The Disaster Artist James Franco Dave Franco

Paul Scheer, it has to be said is the most likeable of all the players as Raphael Smadja the director of photography who clashes with Wiseau on everything, but cannot stand by and allow him to embarrass poor Danielle a minute longer. While the raft of cameos come in floods – Alison Brie (Dave Franco’s wife) as Greg’s girlfriend, Megan Mullally as Greg’s mother, Hannibal Buress and Jason Mantzoukas as the owners of the studio stage Wiseau hires. Zac Efron gets great laughs as Dan Janjigian who plays thug Chris-R with his usual flair for deadpan humour while Melanie Griffith, Sharon Stone and Bryan Cranston get one scene cameos as Jean Shelton, Iris Burton, and Bryan Cranston.

But really, the film is a triumph for how Franco manages to make such a clear failure into a triumph. Wiseau speaks of wanting a planet on which he can have nothing but love and goodness and happiness, but is confused when his searing drama doesn’t get cries but laughs. It takes his pal Greg to point out that people laughing and having a good time is the one thing he wanted the most.

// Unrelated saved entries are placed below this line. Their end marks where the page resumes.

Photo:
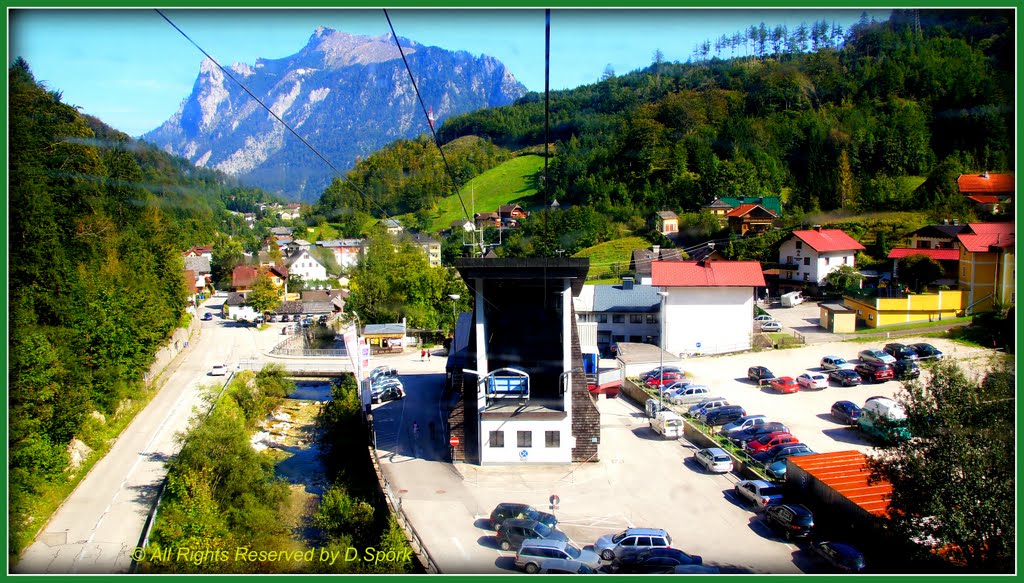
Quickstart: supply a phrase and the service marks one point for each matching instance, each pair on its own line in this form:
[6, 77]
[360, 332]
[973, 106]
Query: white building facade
[709, 304]
[305, 265]
[809, 256]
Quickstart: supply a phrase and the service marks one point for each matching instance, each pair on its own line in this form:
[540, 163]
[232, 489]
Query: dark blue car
[841, 555]
[846, 412]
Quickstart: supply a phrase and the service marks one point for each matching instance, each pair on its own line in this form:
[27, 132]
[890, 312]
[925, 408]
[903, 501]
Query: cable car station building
[523, 392]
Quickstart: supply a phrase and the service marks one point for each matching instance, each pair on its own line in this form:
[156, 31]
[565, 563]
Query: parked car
[631, 541]
[759, 493]
[812, 380]
[655, 372]
[830, 363]
[880, 357]
[565, 567]
[739, 439]
[389, 392]
[507, 510]
[927, 351]
[513, 532]
[900, 351]
[382, 371]
[783, 384]
[677, 385]
[884, 419]
[875, 372]
[845, 377]
[714, 460]
[760, 375]
[846, 412]
[841, 555]
[744, 422]
[668, 423]
[722, 415]
[689, 393]
[776, 453]
[792, 521]
[655, 560]
[903, 370]
[776, 469]
[666, 379]
[769, 441]
[708, 403]
[535, 551]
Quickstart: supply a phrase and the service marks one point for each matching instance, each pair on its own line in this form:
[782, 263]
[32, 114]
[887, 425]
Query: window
[497, 439]
[552, 440]
[524, 439]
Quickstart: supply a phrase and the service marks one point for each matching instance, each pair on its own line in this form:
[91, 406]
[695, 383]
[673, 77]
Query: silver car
[631, 541]
[714, 460]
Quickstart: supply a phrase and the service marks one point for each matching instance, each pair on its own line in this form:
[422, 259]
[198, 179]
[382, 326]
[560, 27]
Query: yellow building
[986, 265]
[880, 311]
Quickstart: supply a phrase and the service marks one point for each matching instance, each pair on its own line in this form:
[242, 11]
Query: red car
[769, 441]
[667, 379]
[784, 384]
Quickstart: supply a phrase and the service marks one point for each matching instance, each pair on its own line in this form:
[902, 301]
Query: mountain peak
[344, 49]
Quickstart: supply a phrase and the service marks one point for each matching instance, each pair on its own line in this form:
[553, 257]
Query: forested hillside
[828, 120]
[97, 227]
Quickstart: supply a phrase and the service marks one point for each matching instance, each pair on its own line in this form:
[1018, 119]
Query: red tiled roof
[828, 240]
[984, 199]
[847, 473]
[709, 274]
[743, 209]
[937, 254]
[244, 276]
[971, 183]
[982, 236]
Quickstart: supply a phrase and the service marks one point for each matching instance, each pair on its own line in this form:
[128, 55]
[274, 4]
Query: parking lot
[806, 412]
[640, 480]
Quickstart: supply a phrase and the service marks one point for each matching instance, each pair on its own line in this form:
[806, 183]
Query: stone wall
[586, 417]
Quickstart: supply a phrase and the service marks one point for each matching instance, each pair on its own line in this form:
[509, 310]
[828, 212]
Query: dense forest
[827, 120]
[97, 227]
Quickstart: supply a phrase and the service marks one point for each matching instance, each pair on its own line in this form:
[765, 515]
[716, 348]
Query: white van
[689, 393]
[669, 424]
[791, 299]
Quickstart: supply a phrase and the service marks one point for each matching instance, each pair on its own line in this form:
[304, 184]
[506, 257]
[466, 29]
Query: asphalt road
[96, 528]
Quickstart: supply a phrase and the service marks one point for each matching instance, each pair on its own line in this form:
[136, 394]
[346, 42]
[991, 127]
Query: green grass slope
[513, 181]
[610, 258]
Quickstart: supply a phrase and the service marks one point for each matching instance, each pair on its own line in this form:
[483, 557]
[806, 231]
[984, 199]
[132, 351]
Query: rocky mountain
[347, 95]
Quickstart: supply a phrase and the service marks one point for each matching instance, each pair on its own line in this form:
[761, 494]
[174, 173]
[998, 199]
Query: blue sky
[132, 70]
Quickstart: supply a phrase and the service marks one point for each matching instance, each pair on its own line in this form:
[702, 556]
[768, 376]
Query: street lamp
[660, 354]
[455, 297]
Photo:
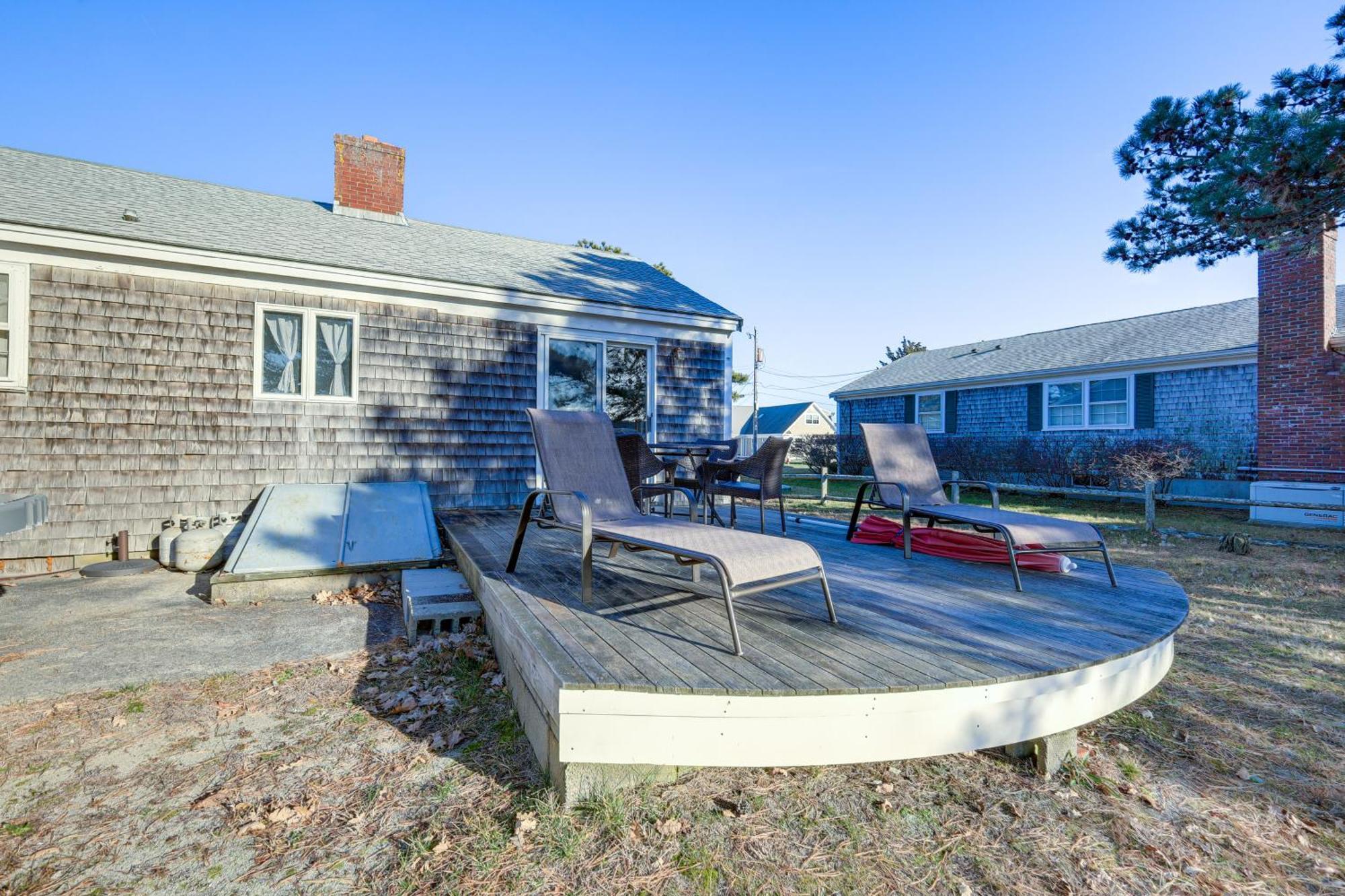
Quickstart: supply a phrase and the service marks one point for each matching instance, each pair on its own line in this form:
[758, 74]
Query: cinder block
[436, 602]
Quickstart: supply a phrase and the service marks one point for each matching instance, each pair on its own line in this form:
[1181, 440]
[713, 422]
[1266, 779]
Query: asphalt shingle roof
[1172, 334]
[68, 194]
[775, 419]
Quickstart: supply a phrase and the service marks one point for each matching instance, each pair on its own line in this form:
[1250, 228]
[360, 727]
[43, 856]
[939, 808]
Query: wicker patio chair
[766, 467]
[590, 495]
[642, 464]
[906, 478]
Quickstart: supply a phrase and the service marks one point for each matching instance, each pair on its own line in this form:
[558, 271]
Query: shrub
[1152, 460]
[852, 456]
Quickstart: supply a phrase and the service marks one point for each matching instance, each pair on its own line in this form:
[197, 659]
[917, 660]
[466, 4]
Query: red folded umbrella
[958, 545]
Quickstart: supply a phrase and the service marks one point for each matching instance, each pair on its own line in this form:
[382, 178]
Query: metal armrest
[875, 485]
[988, 486]
[586, 521]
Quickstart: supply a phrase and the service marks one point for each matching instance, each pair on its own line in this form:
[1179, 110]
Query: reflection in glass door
[591, 373]
[572, 374]
[627, 388]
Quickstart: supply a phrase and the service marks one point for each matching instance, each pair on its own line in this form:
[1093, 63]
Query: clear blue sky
[837, 174]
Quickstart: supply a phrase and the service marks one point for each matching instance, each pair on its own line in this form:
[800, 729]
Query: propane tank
[173, 528]
[200, 549]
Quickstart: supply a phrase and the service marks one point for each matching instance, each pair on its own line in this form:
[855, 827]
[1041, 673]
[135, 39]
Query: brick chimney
[1300, 380]
[369, 178]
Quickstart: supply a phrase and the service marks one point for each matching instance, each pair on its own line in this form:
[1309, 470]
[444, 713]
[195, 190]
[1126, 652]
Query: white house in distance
[789, 421]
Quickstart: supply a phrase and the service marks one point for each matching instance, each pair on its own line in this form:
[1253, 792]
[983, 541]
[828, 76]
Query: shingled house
[1249, 382]
[169, 348]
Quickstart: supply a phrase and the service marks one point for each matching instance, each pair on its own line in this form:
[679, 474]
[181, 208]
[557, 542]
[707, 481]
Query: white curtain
[286, 330]
[337, 338]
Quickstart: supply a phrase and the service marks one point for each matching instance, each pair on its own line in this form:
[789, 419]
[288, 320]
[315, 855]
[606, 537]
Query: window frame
[570, 334]
[1086, 395]
[944, 409]
[309, 357]
[17, 380]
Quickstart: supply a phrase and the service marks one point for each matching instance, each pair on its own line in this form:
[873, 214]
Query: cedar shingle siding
[691, 391]
[141, 408]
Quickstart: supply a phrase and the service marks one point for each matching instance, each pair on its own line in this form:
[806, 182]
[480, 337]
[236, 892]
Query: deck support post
[579, 782]
[1048, 752]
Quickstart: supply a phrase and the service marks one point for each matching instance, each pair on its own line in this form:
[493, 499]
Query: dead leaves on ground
[380, 592]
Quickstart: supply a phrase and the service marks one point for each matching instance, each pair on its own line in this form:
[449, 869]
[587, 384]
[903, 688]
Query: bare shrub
[1152, 460]
[816, 452]
[852, 456]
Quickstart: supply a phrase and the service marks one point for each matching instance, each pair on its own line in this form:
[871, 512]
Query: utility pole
[757, 362]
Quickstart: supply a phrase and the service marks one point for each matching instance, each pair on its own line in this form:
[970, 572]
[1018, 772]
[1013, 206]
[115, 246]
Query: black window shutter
[1144, 401]
[1034, 407]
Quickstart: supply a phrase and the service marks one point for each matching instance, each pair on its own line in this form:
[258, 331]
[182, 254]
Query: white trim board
[619, 727]
[28, 244]
[17, 326]
[1225, 358]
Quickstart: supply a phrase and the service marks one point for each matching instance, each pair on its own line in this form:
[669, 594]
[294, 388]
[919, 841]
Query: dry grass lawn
[406, 772]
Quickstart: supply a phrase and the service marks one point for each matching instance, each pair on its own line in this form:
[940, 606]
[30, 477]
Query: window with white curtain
[1089, 404]
[14, 326]
[930, 411]
[306, 354]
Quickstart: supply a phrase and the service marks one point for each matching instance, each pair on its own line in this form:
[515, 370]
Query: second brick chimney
[1300, 380]
[369, 178]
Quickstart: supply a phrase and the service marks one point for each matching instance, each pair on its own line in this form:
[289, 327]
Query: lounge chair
[907, 479]
[588, 493]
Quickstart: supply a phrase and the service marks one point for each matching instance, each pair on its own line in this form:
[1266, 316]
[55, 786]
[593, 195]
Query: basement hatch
[301, 530]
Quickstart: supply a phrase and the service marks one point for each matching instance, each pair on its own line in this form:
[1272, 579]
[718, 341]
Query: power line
[839, 376]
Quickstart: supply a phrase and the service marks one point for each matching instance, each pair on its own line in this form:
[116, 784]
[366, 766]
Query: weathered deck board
[905, 624]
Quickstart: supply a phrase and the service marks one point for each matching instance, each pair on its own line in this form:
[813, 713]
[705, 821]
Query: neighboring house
[170, 348]
[789, 421]
[1198, 376]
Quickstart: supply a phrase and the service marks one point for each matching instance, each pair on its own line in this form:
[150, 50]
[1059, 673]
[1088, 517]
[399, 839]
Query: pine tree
[602, 245]
[907, 348]
[1227, 179]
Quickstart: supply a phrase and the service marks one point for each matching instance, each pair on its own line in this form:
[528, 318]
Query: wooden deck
[942, 645]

It must also be said that the costume design by Brenda Abbandandolo is a triumph, managing to get the costumes exactly right for the film-within-a-film recreating the garish, awful look from The Room as well as capturing the look of the late 90s and early 00s.

When the end comes and the credits play scenes from the original film with the Franco cast doing their renditions, it’s hard not to wish there was a whole shot-for-shot remake of The Room by the cast, but the original is such a singular, one of a kind film that it could never be done again. Instead, The Disaster Artist asks us to laugh with the film not at it, and to come to see Tommy Wiseau as Greg does, as a friend, and a strange man out of time, out of place and out of step but absolutely singular in his quest. We might not like his work, and we might think him an arrogant, confusingly rich, weirdly accented, non-specifically aged dick at some points, but we have to admire his sheer force of nature. As a buddy comedy, a film about brotherhood and about love, it’s one of the best of the year. Oh Hi Mark.